16 It can be a little tricky to find a suitable sequence. Note that \(\lambda = 0\) gives the least squares estimate and a large value of \(\lambda\) effectively makes \(\hat{\beta}_\lambda = (\hat{\beta}_0, \hat{\beta}_1, 0, \ldots, 0)^T\).

Note: There is a subtle difference between the following two procedures: i) splitting the data and recomputing the model matrix using poly() on a subset of the data; and ii) subsetting the model matrix X that is computed from all data. You may want to explore this difference and think about which of the two procedures is most appropriate.

Exercise 9.3 Let \(\eta_0\) and \(\eta_1\) be independent real valued random variables fulfilling that \[ \eta_1 \overset{\mathcal{D}}{=} \eta_0 + \xi \] for \(\xi \in \mathbb{R}\). That is, the distribution of \(\eta_1\) is a translation by \(\xi\) of the distribution of \(\eta_0\). Assume also that the distribution function, \(F_0\), for \(\eta_0\) is continuous.

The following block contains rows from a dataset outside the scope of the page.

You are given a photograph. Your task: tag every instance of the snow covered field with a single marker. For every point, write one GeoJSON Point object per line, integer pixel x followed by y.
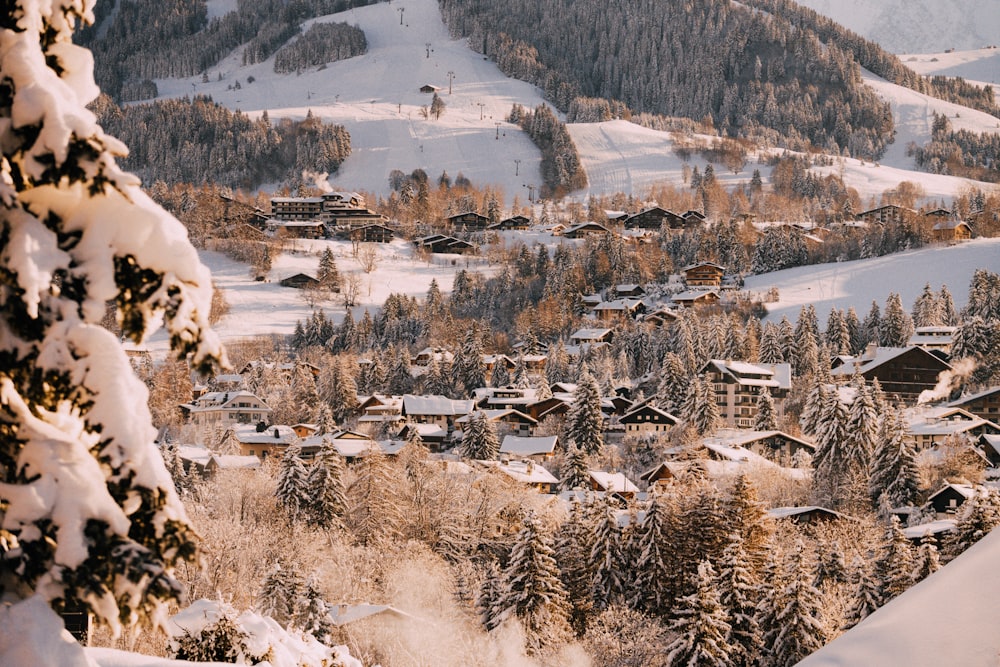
{"type": "Point", "coordinates": [858, 283]}
{"type": "Point", "coordinates": [376, 97]}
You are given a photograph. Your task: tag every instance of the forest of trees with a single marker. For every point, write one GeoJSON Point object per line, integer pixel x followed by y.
{"type": "Point", "coordinates": [197, 141]}
{"type": "Point", "coordinates": [148, 39]}
{"type": "Point", "coordinates": [751, 74]}
{"type": "Point", "coordinates": [322, 43]}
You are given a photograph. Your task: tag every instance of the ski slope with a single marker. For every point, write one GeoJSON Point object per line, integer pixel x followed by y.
{"type": "Point", "coordinates": [376, 97]}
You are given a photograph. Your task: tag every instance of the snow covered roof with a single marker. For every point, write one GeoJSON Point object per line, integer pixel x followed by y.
{"type": "Point", "coordinates": [247, 434]}
{"type": "Point", "coordinates": [613, 482]}
{"type": "Point", "coordinates": [525, 472]}
{"type": "Point", "coordinates": [528, 446]}
{"type": "Point", "coordinates": [949, 618]}
{"type": "Point", "coordinates": [436, 405]}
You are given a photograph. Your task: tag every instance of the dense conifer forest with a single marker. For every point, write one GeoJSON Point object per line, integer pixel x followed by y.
{"type": "Point", "coordinates": [197, 141]}
{"type": "Point", "coordinates": [148, 39]}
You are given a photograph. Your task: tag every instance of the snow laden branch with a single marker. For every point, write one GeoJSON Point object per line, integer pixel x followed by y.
{"type": "Point", "coordinates": [88, 513]}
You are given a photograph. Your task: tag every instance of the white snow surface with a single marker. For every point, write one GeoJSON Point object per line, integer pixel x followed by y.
{"type": "Point", "coordinates": [948, 618]}
{"type": "Point", "coordinates": [916, 26]}
{"type": "Point", "coordinates": [376, 97]}
{"type": "Point", "coordinates": [857, 283]}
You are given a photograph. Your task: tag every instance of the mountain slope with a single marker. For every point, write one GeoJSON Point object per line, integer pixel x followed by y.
{"type": "Point", "coordinates": [916, 26]}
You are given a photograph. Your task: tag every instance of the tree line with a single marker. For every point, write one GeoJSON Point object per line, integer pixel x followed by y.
{"type": "Point", "coordinates": [199, 141]}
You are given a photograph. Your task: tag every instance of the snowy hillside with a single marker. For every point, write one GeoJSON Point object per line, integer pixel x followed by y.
{"type": "Point", "coordinates": [917, 26]}
{"type": "Point", "coordinates": [858, 283]}
{"type": "Point", "coordinates": [376, 96]}
{"type": "Point", "coordinates": [947, 619]}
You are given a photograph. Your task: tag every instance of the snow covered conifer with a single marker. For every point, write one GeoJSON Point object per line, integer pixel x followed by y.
{"type": "Point", "coordinates": [928, 560]}
{"type": "Point", "coordinates": [326, 492]}
{"type": "Point", "coordinates": [480, 440]}
{"type": "Point", "coordinates": [292, 491]}
{"type": "Point", "coordinates": [606, 560]}
{"type": "Point", "coordinates": [894, 471]}
{"type": "Point", "coordinates": [866, 594]}
{"type": "Point", "coordinates": [585, 421]}
{"type": "Point", "coordinates": [89, 513]}
{"type": "Point", "coordinates": [701, 625]}
{"type": "Point", "coordinates": [766, 418]}
{"type": "Point", "coordinates": [654, 566]}
{"type": "Point", "coordinates": [799, 605]}
{"type": "Point", "coordinates": [282, 594]}
{"type": "Point", "coordinates": [532, 592]}
{"type": "Point", "coordinates": [739, 595]}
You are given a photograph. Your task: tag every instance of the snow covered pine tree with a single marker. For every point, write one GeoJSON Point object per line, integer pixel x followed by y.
{"type": "Point", "coordinates": [88, 512]}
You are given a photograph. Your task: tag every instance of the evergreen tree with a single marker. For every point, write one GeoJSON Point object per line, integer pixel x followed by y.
{"type": "Point", "coordinates": [585, 421]}
{"type": "Point", "coordinates": [654, 565]}
{"type": "Point", "coordinates": [927, 309]}
{"type": "Point", "coordinates": [739, 595]}
{"type": "Point", "coordinates": [701, 625]}
{"type": "Point", "coordinates": [573, 546]}
{"type": "Point", "coordinates": [701, 412]}
{"type": "Point", "coordinates": [866, 593]}
{"type": "Point", "coordinates": [292, 491]}
{"type": "Point", "coordinates": [500, 377]}
{"type": "Point", "coordinates": [532, 592]}
{"type": "Point", "coordinates": [862, 426]}
{"type": "Point", "coordinates": [800, 605]}
{"type": "Point", "coordinates": [894, 564]}
{"type": "Point", "coordinates": [373, 510]}
{"type": "Point", "coordinates": [327, 274]}
{"type": "Point", "coordinates": [480, 439]}
{"type": "Point", "coordinates": [831, 463]}
{"type": "Point", "coordinates": [90, 515]}
{"type": "Point", "coordinates": [896, 326]}
{"type": "Point", "coordinates": [766, 418]}
{"type": "Point", "coordinates": [894, 472]}
{"type": "Point", "coordinates": [327, 495]}
{"type": "Point", "coordinates": [282, 594]}
{"type": "Point", "coordinates": [576, 474]}
{"type": "Point", "coordinates": [928, 560]}
{"type": "Point", "coordinates": [674, 384]}
{"type": "Point", "coordinates": [606, 559]}
{"type": "Point", "coordinates": [314, 613]}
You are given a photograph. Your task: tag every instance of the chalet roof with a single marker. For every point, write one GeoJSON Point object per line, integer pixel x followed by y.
{"type": "Point", "coordinates": [950, 224]}
{"type": "Point", "coordinates": [872, 359]}
{"type": "Point", "coordinates": [965, 400]}
{"type": "Point", "coordinates": [648, 408]}
{"type": "Point", "coordinates": [436, 405]}
{"type": "Point", "coordinates": [613, 482]}
{"type": "Point", "coordinates": [915, 533]}
{"type": "Point", "coordinates": [526, 472]}
{"type": "Point", "coordinates": [247, 434]}
{"type": "Point", "coordinates": [791, 512]}
{"type": "Point", "coordinates": [516, 445]}
{"type": "Point", "coordinates": [590, 334]}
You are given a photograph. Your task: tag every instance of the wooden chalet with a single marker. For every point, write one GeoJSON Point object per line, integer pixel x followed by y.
{"type": "Point", "coordinates": [372, 233]}
{"type": "Point", "coordinates": [584, 229]}
{"type": "Point", "coordinates": [885, 214]}
{"type": "Point", "coordinates": [902, 371]}
{"type": "Point", "coordinates": [704, 274]}
{"type": "Point", "coordinates": [647, 419]}
{"type": "Point", "coordinates": [439, 243]}
{"type": "Point", "coordinates": [654, 218]}
{"type": "Point", "coordinates": [696, 298]}
{"type": "Point", "coordinates": [299, 281]}
{"type": "Point", "coordinates": [984, 404]}
{"type": "Point", "coordinates": [513, 222]}
{"type": "Point", "coordinates": [468, 220]}
{"type": "Point", "coordinates": [951, 230]}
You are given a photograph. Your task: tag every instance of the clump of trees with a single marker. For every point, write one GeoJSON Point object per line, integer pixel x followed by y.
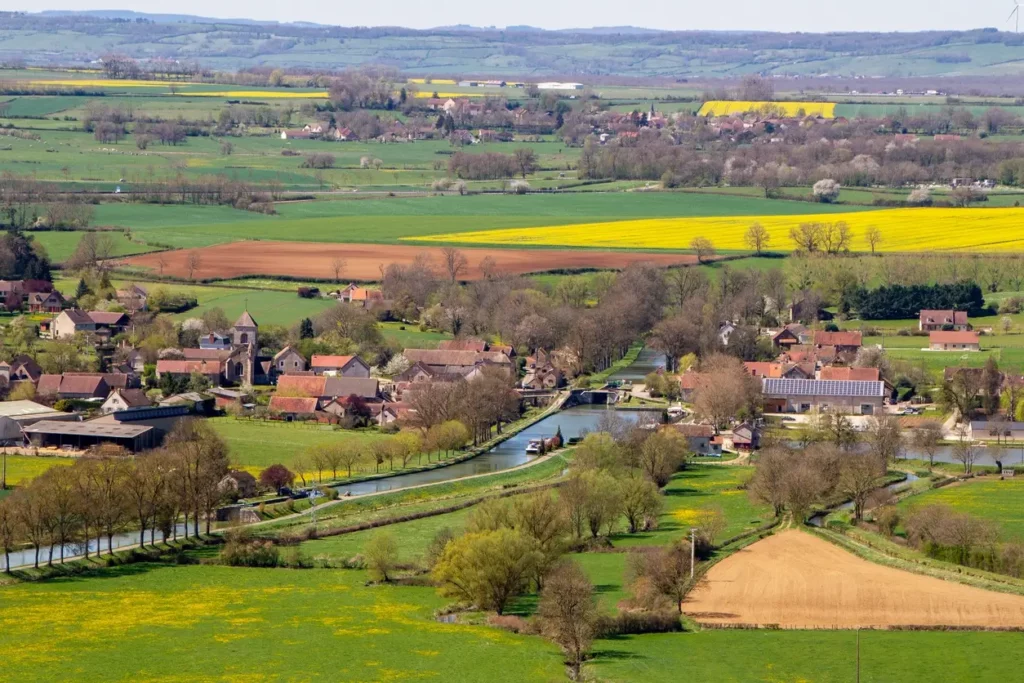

  1. Show that \[ \mathrm{AUC} = G(\xi) \] where \(G\) is
    \[ G(z) = \int F_0(z + x) \mathrm{d}F_0(x). \]
  2. Argue that \(G\) is the distribution function for the distribution of \(\eta_0 - \tilde{\eta}_0\), where \(\tilde{\eta}_0\) is independent of \(\eta_0\) with the same distribution.
  3. Show that if \(\eta_0 \sim \mathcal{N}(\mu, \sigma^2)\) then \[ \mathrm{AUC} = \Phi\Big(\frac{\xi}{\sqrt{2}\sigma}\Big). \]
This exercise shows that for Gaussian distributions with the same variance, \(\mathrm{AUC}\) is a monotonely increasing function of the signal-to-noise ratio \(\xi/\sigma\).